Kazimierczak loaded cash that was earmarked for area ATMs into a bag and coerced her coworker, who was also a friend, to act as a lookout while she went to deliver the cash at the fake drop-off point, Assistant Berkshire District Attorney Richard M. Locke said. The co- worker, Tracie Herrick, sat by a window at the bank for an hour, Locke said.
"I never got over what happened to this day," a distraught Herrick said in Berkshire Superior Court on Wednesday. She said she sat waiting for Kazimierczak to return, wondering if she or her family were in danger.
When Kazimierczak returned to the credit union, she told Herrick that she only dropped off part of the money.
During the ensuing investigation by the Pittsfield police, a bag of cash was found in Kazimierczak's car with $58,000 missing from what she had pulled from the vault to give the would-be robbers, according to Locke.
A search by police did not turn up the money or any indications it had been dropped off, and the investigation soon turned toward Kazimierczak.
Just days before the caper, the credit union had announced that there would a systemwide audit. Locke said Kazimierczak began moving money around from ATM to ATM shortly after the audit was announced. Additionally, $ 20,000 was found hidden in a tube that is used in an ATM for purchasing stamps and doesn't regularly hold cash, he said.
Kazimierczak, through her attorney, Elizabeth M. Quigley, said that she hadn't planned on taking that money, but had instead used it as a backup for one of the ATMs that wasn't unloaded on a regular basis. She did admit to altering credit union paperwork related to that money.
When investigators executed a search warrant at Kazimierczak's home in Adams, they discovered thousands of used scratch- off lottery tickets. Police said they were told by the woman's friends that she liked to gamble at casinos. Locke said that although Kazimierczak was making $ 45,000 a year at her job, the family had a large amount of debt.
The $58,000 was never recovered, but the credit union has said it was insured for the loss. The credit union has since invested "hundreds of thousands of dollars" to update internal security measures, according to Paul Marchetti, Greyock's senior vice president and chief risk officer.
He said Kazimierczak betrayed her employer and its customers.
Kazimierczak pleaded guilty to five charges: kidnapping, larceny over $250, misleading a police officer, making a false crime report and making false entries into corporate books.
Quigley said her client was taking responsibility for her actions, had never been in trouble with the law before and was a "model citizen" and mother.
"This is a situation where a good person does a bad act," the attorney told the court.
Judge John A. Agostini told the defendant that the crime left "an unsavory taste" in his mouth and that it was particularly egregious that she brought her daughter and her friend into the situation.

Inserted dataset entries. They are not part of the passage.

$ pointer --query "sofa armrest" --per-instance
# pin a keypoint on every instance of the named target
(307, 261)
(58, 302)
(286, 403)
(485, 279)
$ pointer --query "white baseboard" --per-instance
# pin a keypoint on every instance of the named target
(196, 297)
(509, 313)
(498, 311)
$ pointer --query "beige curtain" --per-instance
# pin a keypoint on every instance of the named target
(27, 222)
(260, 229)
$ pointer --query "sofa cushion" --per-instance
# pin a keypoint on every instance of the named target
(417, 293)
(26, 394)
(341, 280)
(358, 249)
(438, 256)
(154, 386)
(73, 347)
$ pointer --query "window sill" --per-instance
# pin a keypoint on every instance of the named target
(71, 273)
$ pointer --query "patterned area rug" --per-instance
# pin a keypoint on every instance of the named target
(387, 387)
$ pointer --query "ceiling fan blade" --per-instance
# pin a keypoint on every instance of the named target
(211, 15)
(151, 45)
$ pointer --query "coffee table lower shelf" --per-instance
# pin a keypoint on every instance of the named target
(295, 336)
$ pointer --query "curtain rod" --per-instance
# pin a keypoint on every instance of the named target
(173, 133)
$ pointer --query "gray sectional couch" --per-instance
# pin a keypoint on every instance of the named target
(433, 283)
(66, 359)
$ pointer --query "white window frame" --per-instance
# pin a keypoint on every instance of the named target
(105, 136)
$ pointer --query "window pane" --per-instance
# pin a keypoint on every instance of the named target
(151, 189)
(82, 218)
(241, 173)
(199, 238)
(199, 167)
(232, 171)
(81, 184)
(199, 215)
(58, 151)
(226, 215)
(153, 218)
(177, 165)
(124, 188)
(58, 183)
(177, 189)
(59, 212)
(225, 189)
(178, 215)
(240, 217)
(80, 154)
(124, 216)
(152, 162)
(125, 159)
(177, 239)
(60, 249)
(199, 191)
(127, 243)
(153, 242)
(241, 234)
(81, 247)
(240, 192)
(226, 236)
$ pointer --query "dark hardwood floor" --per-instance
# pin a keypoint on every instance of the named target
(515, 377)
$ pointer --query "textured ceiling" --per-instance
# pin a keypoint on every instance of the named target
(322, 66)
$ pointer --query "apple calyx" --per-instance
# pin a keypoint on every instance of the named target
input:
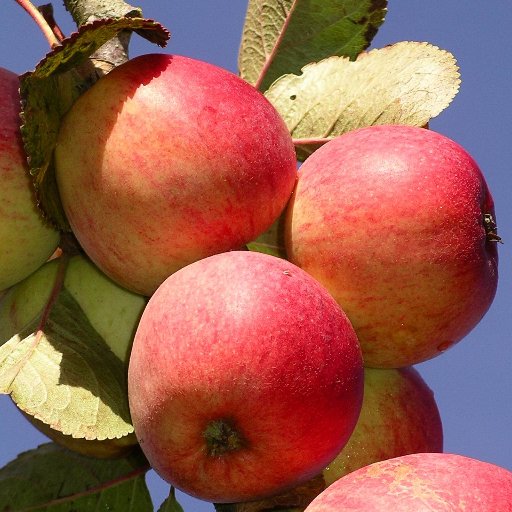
(222, 437)
(491, 229)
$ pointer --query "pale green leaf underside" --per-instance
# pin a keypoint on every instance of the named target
(67, 377)
(281, 36)
(406, 83)
(54, 479)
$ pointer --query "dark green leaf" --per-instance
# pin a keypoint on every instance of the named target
(56, 366)
(272, 241)
(53, 479)
(51, 89)
(281, 36)
(171, 503)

He ordered Kazimierczak to serve a total of four years at the Berkshire County Jail & House of Correction. The sentence was in line with a joint recommendation between the DA's office and Quigley.
One count of embezzlement from a bank was dismissed at the prosecutor's request.
A tearful Kazimierczak, who had been free on personal recognizance, was handcuffed and led away by court officers.
After court, Locke told The Eagle that "this investigation should be used as a model" because everything was done right, from preserving the crime scene to interviewing the suspect.
"They knew the case better than she did," he said of the detectives. He gave credit to Pittsfield Police Detective Capt. Patrick F. Barry and Detective Timothy Keonig.
Barry also praised Keonig's " outstanding" work on the case as well as the "hundreds of hours" put in by the rest of the detective unit and crime scene investigators. He also praised the work of the patrol officers, Locke's prosecution of the case and the help of Lanesborough, Cheshire and Adams police.